The first suggestion is simple, but often intimidating: make a resume and get it into an employer’s hands.
Engineering resumes demonstrate more than just credibility for an employer. It also demonstrates a candidate’s understanding of structure, order and aesthetic.
“A professional, clean resume separates an okay candidate from a serious person for consideration for a position,” business graduate Brady Cantrell said. “For engineers, that resume shows that they understand how to make something look good and work right. Both of those things are what employers want to see.”
As graduates apply for entry-level positions, the phrase, “at least two years experience required” can cause hefty headaches.
While this standard can be daunting due to potential applicants being inexperienced, in-field professionals have advice on the subject.
“I tell my students to apply to any position that asks for up to five years of experience,” Lisa Dickter, senior associate director for Career Consultants at the Carnegie Mellon University College of Engineering, said. “What employers do is say, ‘Two to five years of experience,’ and write a job description that is the ideal candidate. Would they like to find someone with four years’ experience? Yes. But they don’t always, so they will write what they want, but they will still take on students who have less experience.”

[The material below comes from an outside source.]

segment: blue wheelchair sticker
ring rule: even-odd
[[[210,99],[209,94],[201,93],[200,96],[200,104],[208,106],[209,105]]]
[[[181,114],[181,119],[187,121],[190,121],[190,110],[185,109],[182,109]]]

Another obstacle to overcome for engineers out of college is allowing their training to be used in a number of ways.
Those who major in mechanical engineering have opportunities to display their talents and training in a significant variety of occupations. In 2014, the U.S. Bureau of Labor reported that over 277,500 mechanical engineers were employed.
The top five industries hiring new employees of that number were engineering services, machinery manufacturing, computer & electronic product manufacturing, research & development in engineering services and aerospace product & parts manufacturing.
These positions may have task overlap, but their responsibilities are vastly different. Engineering graduates can broaden their desirability and skill set as they extend their talents into different fields.
Engineering students can recall their college training as an opportunity to expand their understanding of mechanics, technology and electronics.
“I’m a mechanical engineering major and there’s lots of things Weber has to help us learn,” student Shelby Chatlin said. “There’s equipment here that could be updated, but it helps you learn the basics.”
Skills learned before and after graduation can take engineers to career opportunities they may not have had before.
Companies such as Boeing, Orbital ATK, Northrop Grumman and Kihomac are in high-demand for college graduates who earned degrees in computer engineering or electrical engineering due to their need for a dedicated and trained workforce.
These companies, and others like them, update their employee needs regularly. Engineers need only do what they have been taught to find a career path: make a plan and put it to the test.